Cloning and expression of type III collagen in normal and injured tendons of horses

Abstract

Objective: To clone the 5' end of type III collagen and describe its pattern of mRNA and protein expression in normal and healing tendons in horses.

Animals: 14 healthy adult horses.

Procedure: The tensile region of collagenase-injured superficial digital flexor tendons was harvested at intervals from 1 to 24 weeks after injury. Total RNA was reverse-transcribed into cDNA for cloning and sequencing of type III collagen. Equine-specific nucleic acid probes were developed and used for northern blot analysis and in situ hybridization. Type III collagen protein and cyanogen bromide-cleaved collagen peptides were assessedby gel electrophresis.
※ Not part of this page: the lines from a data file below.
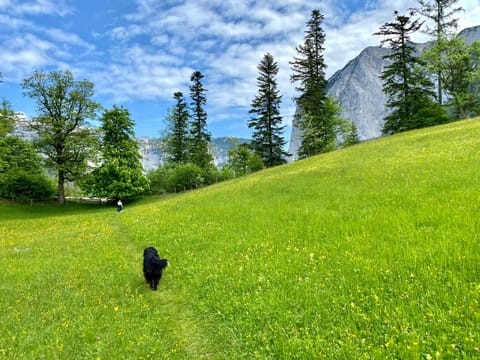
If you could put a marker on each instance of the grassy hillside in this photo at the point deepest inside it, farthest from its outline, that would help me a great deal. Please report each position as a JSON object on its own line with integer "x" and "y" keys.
{"x": 366, "y": 253}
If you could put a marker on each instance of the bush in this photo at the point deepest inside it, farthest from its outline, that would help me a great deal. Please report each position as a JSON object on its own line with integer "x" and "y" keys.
{"x": 21, "y": 185}
{"x": 186, "y": 177}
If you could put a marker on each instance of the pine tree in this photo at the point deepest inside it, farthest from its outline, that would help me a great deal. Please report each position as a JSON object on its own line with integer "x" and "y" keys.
{"x": 267, "y": 138}
{"x": 176, "y": 137}
{"x": 309, "y": 73}
{"x": 441, "y": 13}
{"x": 408, "y": 87}
{"x": 200, "y": 136}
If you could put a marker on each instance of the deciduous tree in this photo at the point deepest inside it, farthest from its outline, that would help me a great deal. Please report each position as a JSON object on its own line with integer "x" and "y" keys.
{"x": 64, "y": 106}
{"x": 120, "y": 174}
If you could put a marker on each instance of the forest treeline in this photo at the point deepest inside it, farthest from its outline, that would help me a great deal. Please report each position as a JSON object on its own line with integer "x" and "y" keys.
{"x": 440, "y": 85}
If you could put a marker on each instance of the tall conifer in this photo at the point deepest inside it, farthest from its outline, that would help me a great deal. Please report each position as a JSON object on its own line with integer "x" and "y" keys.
{"x": 309, "y": 74}
{"x": 409, "y": 89}
{"x": 176, "y": 138}
{"x": 267, "y": 139}
{"x": 441, "y": 12}
{"x": 200, "y": 136}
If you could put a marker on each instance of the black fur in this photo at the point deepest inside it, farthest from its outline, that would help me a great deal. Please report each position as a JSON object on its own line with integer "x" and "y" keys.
{"x": 153, "y": 267}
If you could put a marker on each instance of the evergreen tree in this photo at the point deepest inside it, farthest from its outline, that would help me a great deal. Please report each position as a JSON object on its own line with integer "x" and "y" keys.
{"x": 267, "y": 138}
{"x": 64, "y": 136}
{"x": 408, "y": 87}
{"x": 176, "y": 138}
{"x": 199, "y": 135}
{"x": 7, "y": 122}
{"x": 120, "y": 174}
{"x": 458, "y": 67}
{"x": 442, "y": 15}
{"x": 309, "y": 73}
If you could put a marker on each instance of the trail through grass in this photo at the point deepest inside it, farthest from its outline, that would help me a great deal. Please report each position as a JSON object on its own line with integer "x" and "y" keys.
{"x": 72, "y": 287}
{"x": 371, "y": 252}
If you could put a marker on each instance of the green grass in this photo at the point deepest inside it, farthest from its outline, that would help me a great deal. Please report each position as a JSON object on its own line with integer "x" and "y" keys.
{"x": 366, "y": 253}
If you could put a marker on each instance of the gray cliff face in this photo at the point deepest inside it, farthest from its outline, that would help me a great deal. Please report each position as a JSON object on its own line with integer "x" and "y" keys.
{"x": 359, "y": 89}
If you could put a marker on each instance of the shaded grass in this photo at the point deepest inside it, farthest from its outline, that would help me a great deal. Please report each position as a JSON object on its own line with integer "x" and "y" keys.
{"x": 366, "y": 253}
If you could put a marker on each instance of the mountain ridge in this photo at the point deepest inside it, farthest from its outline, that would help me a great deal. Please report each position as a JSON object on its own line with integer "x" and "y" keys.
{"x": 359, "y": 90}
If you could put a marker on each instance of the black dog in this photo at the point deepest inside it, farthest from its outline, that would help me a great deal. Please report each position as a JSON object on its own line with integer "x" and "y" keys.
{"x": 153, "y": 266}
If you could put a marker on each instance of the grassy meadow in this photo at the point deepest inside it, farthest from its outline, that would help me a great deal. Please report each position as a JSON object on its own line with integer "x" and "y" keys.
{"x": 371, "y": 252}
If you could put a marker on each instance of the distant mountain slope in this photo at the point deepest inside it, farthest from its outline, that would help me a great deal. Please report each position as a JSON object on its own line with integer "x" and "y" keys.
{"x": 152, "y": 155}
{"x": 359, "y": 90}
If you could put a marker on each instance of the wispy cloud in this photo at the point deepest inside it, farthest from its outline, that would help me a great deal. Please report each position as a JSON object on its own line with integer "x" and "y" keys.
{"x": 149, "y": 51}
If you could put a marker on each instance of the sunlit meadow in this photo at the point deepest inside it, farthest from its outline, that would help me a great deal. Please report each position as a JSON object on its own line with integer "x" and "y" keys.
{"x": 366, "y": 253}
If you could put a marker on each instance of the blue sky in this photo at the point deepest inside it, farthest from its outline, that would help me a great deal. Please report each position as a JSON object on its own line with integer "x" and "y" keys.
{"x": 139, "y": 52}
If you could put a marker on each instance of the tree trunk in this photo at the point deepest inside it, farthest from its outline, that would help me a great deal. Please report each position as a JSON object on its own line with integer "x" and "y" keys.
{"x": 61, "y": 187}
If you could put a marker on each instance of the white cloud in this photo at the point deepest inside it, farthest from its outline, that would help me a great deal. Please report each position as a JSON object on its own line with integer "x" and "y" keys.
{"x": 151, "y": 52}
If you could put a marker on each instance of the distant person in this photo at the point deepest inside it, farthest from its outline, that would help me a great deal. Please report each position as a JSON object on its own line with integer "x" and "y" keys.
{"x": 119, "y": 205}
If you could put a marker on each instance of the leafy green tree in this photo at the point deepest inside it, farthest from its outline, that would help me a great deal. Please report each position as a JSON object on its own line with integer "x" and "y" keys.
{"x": 309, "y": 73}
{"x": 199, "y": 135}
{"x": 407, "y": 86}
{"x": 120, "y": 174}
{"x": 441, "y": 12}
{"x": 176, "y": 139}
{"x": 458, "y": 67}
{"x": 64, "y": 107}
{"x": 267, "y": 138}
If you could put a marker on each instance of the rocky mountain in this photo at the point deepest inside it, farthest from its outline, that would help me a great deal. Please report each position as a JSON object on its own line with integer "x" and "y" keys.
{"x": 152, "y": 155}
{"x": 358, "y": 88}
{"x": 150, "y": 150}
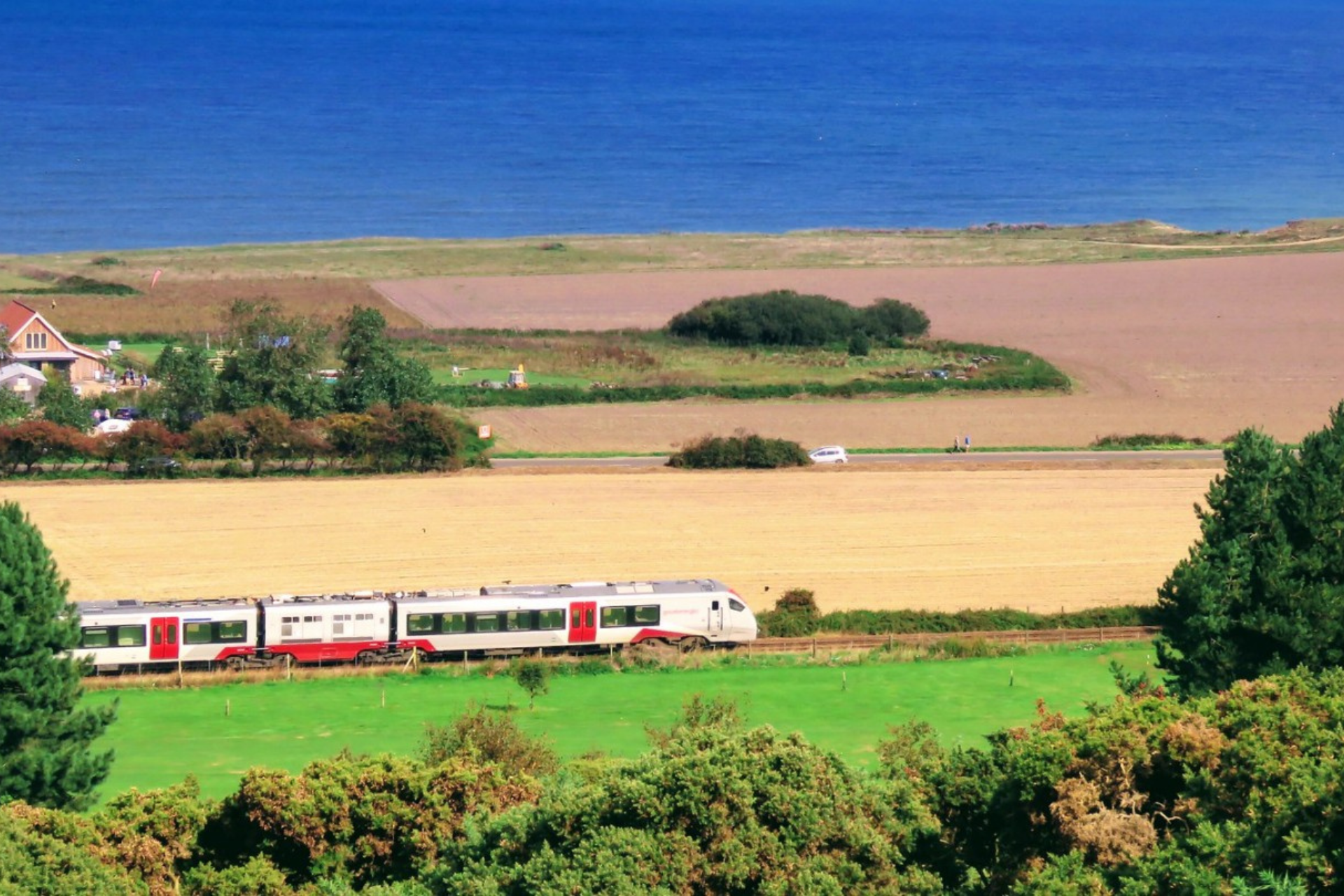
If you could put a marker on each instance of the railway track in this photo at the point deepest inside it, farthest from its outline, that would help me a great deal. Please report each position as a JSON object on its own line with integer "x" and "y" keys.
{"x": 832, "y": 644}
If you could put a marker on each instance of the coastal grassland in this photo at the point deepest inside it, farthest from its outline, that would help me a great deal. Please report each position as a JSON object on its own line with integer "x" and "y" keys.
{"x": 185, "y": 307}
{"x": 846, "y": 706}
{"x": 363, "y": 260}
{"x": 643, "y": 359}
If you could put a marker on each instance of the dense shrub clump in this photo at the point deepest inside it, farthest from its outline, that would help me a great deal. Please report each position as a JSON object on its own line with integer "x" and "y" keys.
{"x": 785, "y": 317}
{"x": 737, "y": 451}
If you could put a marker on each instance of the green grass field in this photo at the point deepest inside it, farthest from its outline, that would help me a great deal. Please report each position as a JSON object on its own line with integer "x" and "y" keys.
{"x": 162, "y": 735}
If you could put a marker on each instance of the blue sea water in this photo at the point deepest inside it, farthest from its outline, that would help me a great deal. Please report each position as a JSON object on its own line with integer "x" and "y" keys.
{"x": 169, "y": 122}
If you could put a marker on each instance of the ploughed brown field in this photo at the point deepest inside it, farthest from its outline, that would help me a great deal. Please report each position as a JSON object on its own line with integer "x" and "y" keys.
{"x": 1198, "y": 347}
{"x": 867, "y": 538}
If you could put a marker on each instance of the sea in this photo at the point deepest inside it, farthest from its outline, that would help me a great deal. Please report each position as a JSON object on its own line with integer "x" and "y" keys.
{"x": 182, "y": 122}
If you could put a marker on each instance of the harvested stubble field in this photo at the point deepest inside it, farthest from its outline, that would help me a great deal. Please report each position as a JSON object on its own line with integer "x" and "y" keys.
{"x": 888, "y": 538}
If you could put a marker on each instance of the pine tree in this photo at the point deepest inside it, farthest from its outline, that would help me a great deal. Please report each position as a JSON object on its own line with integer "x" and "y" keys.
{"x": 45, "y": 736}
{"x": 1219, "y": 609}
{"x": 1262, "y": 592}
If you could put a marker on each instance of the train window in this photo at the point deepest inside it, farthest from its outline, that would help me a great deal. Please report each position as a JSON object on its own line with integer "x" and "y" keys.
{"x": 232, "y": 630}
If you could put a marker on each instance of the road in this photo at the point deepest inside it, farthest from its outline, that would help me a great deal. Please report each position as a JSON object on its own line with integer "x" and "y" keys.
{"x": 941, "y": 460}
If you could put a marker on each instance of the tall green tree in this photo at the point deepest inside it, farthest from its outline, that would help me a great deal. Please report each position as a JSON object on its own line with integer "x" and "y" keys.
{"x": 186, "y": 390}
{"x": 13, "y": 407}
{"x": 45, "y": 735}
{"x": 1262, "y": 590}
{"x": 273, "y": 362}
{"x": 58, "y": 403}
{"x": 374, "y": 372}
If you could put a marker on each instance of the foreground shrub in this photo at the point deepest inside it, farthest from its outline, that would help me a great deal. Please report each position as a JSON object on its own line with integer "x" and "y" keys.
{"x": 714, "y": 811}
{"x": 49, "y": 852}
{"x": 736, "y": 451}
{"x": 358, "y": 818}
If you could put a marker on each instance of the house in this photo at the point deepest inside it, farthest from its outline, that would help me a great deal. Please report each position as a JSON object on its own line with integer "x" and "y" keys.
{"x": 23, "y": 381}
{"x": 34, "y": 342}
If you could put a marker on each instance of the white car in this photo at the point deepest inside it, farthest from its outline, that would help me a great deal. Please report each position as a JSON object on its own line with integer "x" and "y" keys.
{"x": 828, "y": 454}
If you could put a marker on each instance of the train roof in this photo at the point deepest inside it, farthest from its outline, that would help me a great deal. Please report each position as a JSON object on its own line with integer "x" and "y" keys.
{"x": 93, "y": 608}
{"x": 606, "y": 589}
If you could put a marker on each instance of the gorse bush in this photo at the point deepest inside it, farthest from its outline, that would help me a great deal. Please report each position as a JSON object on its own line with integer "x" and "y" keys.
{"x": 785, "y": 317}
{"x": 738, "y": 451}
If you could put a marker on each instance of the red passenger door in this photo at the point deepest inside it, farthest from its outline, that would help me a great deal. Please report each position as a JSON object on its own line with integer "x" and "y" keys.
{"x": 163, "y": 638}
{"x": 584, "y": 622}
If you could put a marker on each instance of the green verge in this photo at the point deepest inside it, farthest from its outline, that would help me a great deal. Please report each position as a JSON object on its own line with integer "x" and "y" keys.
{"x": 841, "y": 706}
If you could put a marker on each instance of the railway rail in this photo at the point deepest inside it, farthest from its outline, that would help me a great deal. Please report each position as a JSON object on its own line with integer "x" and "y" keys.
{"x": 831, "y": 644}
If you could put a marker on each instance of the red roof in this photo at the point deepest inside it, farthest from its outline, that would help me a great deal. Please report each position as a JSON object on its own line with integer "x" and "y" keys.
{"x": 15, "y": 316}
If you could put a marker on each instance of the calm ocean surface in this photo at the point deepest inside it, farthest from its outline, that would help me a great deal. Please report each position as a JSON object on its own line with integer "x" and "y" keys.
{"x": 169, "y": 122}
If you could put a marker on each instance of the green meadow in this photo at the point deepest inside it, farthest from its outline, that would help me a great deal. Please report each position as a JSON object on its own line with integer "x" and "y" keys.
{"x": 217, "y": 732}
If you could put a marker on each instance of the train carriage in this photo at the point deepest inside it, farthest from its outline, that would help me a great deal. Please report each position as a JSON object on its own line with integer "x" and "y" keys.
{"x": 324, "y": 628}
{"x": 116, "y": 634}
{"x": 504, "y": 620}
{"x": 584, "y": 615}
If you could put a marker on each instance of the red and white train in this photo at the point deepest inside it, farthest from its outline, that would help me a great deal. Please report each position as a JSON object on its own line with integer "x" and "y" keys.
{"x": 503, "y": 620}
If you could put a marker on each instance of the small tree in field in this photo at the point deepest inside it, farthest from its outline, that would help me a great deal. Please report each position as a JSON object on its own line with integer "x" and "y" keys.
{"x": 531, "y": 676}
{"x": 1262, "y": 592}
{"x": 45, "y": 738}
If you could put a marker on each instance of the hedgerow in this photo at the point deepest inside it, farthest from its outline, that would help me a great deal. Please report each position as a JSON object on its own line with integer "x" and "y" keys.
{"x": 785, "y": 317}
{"x": 739, "y": 451}
{"x": 790, "y": 624}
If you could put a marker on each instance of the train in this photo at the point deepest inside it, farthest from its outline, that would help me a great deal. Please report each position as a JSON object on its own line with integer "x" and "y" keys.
{"x": 379, "y": 628}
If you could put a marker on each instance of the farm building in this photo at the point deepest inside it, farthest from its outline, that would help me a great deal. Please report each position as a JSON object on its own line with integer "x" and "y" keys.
{"x": 34, "y": 342}
{"x": 23, "y": 381}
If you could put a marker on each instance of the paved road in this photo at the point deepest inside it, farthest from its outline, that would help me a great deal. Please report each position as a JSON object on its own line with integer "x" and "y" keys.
{"x": 974, "y": 458}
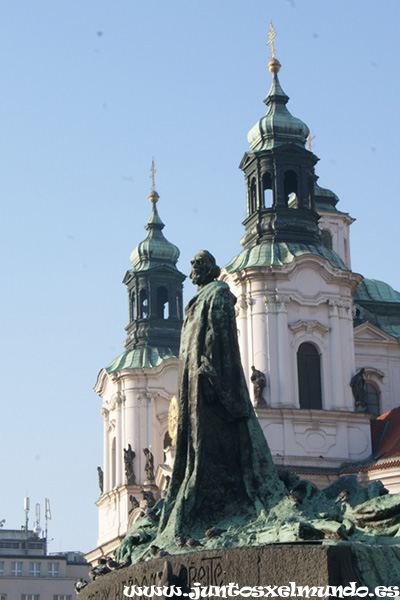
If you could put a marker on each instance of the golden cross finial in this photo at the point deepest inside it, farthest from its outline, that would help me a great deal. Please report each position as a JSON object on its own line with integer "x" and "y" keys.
{"x": 310, "y": 140}
{"x": 272, "y": 36}
{"x": 152, "y": 173}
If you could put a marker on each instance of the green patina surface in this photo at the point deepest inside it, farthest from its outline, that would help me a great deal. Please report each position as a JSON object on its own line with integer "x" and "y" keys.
{"x": 272, "y": 254}
{"x": 366, "y": 521}
{"x": 278, "y": 126}
{"x": 144, "y": 357}
{"x": 378, "y": 303}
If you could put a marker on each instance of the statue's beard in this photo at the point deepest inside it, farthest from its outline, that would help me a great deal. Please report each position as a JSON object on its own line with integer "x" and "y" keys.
{"x": 200, "y": 278}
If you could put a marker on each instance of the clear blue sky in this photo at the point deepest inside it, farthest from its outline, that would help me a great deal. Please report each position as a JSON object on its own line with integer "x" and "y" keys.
{"x": 91, "y": 90}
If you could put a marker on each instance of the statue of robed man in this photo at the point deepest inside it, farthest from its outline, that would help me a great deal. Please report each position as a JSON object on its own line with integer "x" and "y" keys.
{"x": 223, "y": 467}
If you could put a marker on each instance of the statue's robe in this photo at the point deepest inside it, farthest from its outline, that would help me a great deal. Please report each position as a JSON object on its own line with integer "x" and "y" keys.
{"x": 223, "y": 467}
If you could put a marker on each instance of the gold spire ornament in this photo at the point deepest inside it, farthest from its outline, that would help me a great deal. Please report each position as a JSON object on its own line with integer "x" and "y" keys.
{"x": 152, "y": 173}
{"x": 310, "y": 141}
{"x": 274, "y": 65}
{"x": 272, "y": 36}
{"x": 153, "y": 194}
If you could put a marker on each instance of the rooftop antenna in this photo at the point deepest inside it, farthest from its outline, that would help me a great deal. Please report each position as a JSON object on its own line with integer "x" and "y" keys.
{"x": 37, "y": 529}
{"x": 26, "y": 509}
{"x": 47, "y": 515}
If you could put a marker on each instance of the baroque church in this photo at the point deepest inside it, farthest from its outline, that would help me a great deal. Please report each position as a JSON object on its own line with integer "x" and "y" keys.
{"x": 319, "y": 343}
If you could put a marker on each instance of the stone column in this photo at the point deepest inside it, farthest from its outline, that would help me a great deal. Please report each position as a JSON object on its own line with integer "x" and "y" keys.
{"x": 277, "y": 305}
{"x": 106, "y": 450}
{"x": 336, "y": 359}
{"x": 119, "y": 458}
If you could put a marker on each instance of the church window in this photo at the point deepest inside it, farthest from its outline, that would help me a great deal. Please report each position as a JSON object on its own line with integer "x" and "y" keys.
{"x": 267, "y": 190}
{"x": 372, "y": 399}
{"x": 16, "y": 568}
{"x": 310, "y": 192}
{"x": 290, "y": 187}
{"x": 327, "y": 238}
{"x": 309, "y": 376}
{"x": 162, "y": 303}
{"x": 144, "y": 304}
{"x": 167, "y": 441}
{"x": 253, "y": 196}
{"x": 178, "y": 306}
{"x": 34, "y": 569}
{"x": 113, "y": 464}
{"x": 133, "y": 306}
{"x": 53, "y": 569}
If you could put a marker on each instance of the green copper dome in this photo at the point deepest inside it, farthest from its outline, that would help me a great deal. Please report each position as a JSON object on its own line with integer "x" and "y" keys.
{"x": 278, "y": 126}
{"x": 155, "y": 250}
{"x": 273, "y": 254}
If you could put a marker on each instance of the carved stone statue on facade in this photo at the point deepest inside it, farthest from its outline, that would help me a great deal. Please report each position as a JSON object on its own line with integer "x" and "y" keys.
{"x": 259, "y": 382}
{"x": 149, "y": 466}
{"x": 129, "y": 455}
{"x": 101, "y": 478}
{"x": 358, "y": 387}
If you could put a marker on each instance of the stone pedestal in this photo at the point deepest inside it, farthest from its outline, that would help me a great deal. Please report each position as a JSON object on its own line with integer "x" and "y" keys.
{"x": 288, "y": 565}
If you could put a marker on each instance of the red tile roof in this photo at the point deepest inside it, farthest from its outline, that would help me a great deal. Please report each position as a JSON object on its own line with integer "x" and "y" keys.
{"x": 385, "y": 435}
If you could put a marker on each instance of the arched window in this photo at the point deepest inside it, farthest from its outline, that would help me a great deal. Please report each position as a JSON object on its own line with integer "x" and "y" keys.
{"x": 290, "y": 188}
{"x": 133, "y": 306}
{"x": 310, "y": 192}
{"x": 179, "y": 305}
{"x": 167, "y": 441}
{"x": 144, "y": 304}
{"x": 372, "y": 399}
{"x": 162, "y": 303}
{"x": 267, "y": 191}
{"x": 113, "y": 464}
{"x": 327, "y": 238}
{"x": 253, "y": 196}
{"x": 309, "y": 376}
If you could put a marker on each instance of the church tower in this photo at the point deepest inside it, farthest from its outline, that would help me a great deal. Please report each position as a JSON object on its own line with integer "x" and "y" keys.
{"x": 138, "y": 386}
{"x": 294, "y": 288}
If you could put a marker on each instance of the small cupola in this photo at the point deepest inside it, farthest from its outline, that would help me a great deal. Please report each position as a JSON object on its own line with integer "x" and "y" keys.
{"x": 154, "y": 288}
{"x": 279, "y": 173}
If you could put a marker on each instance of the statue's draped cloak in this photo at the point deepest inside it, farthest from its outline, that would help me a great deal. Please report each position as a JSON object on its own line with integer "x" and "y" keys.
{"x": 223, "y": 467}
Results: Type III collagen mRNA expression and protein content increased immediately after injury and remained increased. Type III collagen was localized to the endotenon in normal tendon and in injured tendon at 1 week. At 8 and 24 weeks, expression became more widely distributed throughout the tendon parenchyma. Injured tendon contained 6 times more type I than type III collagen mRNA. Quantities of type III collagen protein were maximal in the first 4 weeks after injury (approx 33%) and then began to decrease.

Conclusions and clinical relevance: Type III collagen expression is increased initially in endotenon and subsequently in parenchyma of healing tendon; however, type III remains the minor collagen throughout the healing process. The role of type III collagen in tendon healing is not fully elucidated.